Dominican Republic – Sexually transmitted infections (STIs) continue to show a worrying increase worldwide. According to the World Health Organization, there are more than one million new cases of sexually transmitted infections every day, most of which are asymptomatic.
Dr. Stacey Rizza, an infectious disease specialist at the Mayo Clinic, warned that multiple factors could explain the continued rise in STIs in recent years. According to Dr Riza, education is key and a fundamental step in reducing the risks associated with these infections, which in the long run can have serious consequences for individual health and society as a whole.
“In recent years, we have seen a worrying increase in various sexually transmitted infections, especially syphilis,” Dr. Riza said.
Syphilis, chlamydia, and gonorrhea are all bacterial infections that can be effectively treated with antibiotic medicines.
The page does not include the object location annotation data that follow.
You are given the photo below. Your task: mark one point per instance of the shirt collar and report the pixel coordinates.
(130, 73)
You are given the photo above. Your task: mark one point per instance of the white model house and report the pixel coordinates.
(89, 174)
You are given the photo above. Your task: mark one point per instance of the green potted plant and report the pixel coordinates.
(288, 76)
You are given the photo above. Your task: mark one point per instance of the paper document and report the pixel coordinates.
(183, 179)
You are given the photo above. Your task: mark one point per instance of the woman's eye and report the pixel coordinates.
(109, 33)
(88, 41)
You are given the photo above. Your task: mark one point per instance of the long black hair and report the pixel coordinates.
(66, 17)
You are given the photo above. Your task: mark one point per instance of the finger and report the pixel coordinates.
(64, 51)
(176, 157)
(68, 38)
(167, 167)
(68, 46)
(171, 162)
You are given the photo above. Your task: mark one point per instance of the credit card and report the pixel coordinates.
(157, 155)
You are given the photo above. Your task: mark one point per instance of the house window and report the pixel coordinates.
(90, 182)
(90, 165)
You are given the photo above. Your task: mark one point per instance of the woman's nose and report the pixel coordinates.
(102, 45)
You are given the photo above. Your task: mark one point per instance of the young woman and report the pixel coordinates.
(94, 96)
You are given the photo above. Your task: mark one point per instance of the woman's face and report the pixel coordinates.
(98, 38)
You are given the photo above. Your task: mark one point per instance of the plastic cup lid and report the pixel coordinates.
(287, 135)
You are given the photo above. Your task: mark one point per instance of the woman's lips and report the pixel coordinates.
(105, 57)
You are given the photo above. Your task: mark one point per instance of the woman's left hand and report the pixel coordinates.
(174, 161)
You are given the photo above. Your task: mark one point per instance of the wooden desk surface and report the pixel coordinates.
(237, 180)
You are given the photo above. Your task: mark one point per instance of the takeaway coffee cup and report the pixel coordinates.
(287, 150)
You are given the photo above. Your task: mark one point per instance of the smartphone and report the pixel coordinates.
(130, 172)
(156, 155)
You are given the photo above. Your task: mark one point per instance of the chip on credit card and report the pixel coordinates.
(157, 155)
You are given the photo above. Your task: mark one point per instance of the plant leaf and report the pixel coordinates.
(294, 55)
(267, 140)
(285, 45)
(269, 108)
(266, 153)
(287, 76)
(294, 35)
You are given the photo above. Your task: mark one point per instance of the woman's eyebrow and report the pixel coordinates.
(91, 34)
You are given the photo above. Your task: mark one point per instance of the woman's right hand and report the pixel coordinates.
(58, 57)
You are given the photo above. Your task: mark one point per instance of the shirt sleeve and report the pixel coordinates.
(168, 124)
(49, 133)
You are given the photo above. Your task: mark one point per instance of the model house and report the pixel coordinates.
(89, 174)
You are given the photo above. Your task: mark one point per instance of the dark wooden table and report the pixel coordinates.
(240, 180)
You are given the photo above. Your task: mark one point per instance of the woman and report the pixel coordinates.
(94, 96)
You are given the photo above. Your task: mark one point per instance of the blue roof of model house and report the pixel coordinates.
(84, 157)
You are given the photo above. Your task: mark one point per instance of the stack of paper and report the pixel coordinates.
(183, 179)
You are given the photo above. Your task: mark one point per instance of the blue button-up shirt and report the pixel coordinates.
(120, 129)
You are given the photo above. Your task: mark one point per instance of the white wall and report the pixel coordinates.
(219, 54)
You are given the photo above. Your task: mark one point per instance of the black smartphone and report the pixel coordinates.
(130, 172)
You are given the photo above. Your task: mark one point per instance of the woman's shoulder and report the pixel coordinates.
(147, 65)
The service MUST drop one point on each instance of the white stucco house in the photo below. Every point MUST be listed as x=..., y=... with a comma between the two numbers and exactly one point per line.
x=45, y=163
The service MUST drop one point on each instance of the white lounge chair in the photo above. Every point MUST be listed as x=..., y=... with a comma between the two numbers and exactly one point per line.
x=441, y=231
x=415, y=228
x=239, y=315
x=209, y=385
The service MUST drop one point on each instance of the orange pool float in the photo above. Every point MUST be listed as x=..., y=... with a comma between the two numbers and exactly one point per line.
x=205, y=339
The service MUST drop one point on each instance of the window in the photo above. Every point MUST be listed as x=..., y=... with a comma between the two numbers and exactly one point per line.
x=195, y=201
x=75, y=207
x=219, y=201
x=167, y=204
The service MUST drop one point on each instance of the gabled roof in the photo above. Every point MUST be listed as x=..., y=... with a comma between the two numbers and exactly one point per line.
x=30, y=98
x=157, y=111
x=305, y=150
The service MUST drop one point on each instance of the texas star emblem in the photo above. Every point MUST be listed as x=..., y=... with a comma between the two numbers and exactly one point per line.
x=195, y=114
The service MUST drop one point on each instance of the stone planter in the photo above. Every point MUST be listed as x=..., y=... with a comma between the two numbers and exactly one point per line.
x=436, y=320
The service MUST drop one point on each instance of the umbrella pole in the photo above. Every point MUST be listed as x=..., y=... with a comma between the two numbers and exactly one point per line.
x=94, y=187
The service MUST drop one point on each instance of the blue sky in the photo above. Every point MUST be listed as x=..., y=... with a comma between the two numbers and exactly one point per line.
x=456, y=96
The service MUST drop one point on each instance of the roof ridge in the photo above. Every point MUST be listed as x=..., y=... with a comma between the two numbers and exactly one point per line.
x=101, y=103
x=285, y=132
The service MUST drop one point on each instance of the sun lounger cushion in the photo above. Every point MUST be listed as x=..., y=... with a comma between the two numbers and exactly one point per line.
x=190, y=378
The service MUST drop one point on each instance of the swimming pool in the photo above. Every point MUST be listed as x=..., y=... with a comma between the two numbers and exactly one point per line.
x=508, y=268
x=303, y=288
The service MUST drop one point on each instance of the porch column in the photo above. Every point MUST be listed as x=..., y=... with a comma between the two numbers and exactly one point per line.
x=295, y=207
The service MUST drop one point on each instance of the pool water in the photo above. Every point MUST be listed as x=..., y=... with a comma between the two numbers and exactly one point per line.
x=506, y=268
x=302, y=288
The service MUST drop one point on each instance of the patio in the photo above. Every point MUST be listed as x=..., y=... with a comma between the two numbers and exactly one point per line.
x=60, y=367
It’s worth noting, however, that these drugs are not effective against viral infections such as hepatitis B, human immunodeficiency virus (HIV), and herpes. Also, not everyone who contracts an STI will show noticeable symptoms.
Dr. Riza emphasized that one of the main difficulties in controlling the spread of these infections is the presence of asymptomatic people who can spread these infections to other people.
Early detection, knowledge of risk factors and prevention are critical to combating STIs.
How to prevent STIs?
“The most effective way to prevent most STIs is to use a barrier method of contraception during sexual intercourse,” Dr. Riza noted.
This includes things like using condoms or female dental dams. For people at high risk of HIV, a medicine called PrEP (pre-exposure prophylaxis) is available, as well as vaccines to protect against human papillomavirus (HPV) and hepatitis B.
Dr. Riza emphasizes that taking care of yourself means taking care of others as well.
“If you have a new sexual partner or multiple sexual partners, we generally recommend screening every three months, even if you are asymptomatic,” advises Dr. Riza.
Symptoms of STIs
It’s important to remember that it is possible to be exposed to an STI without having any noticeable symptoms. In many cases, a person may become infected without showing obvious signs of disease.
What are the symptoms of an STI?
- Sores or lumps in the genital, mouth, or rectal area.
- Painful or burning urination.
- discharge from the penis.
- An unusual or smelly vaginal discharge.
- Unusual vaginal bleeding.
- Pain during intercourse.
- Irritation and swelling of the lymph nodes, especially in the groin but sometimes in other places as well.
- Pain in the lower abdomen.
If you suspect you have an STI, you should see your doctor, which is why screening tests are important, and it’s important to have the test done by your doctor.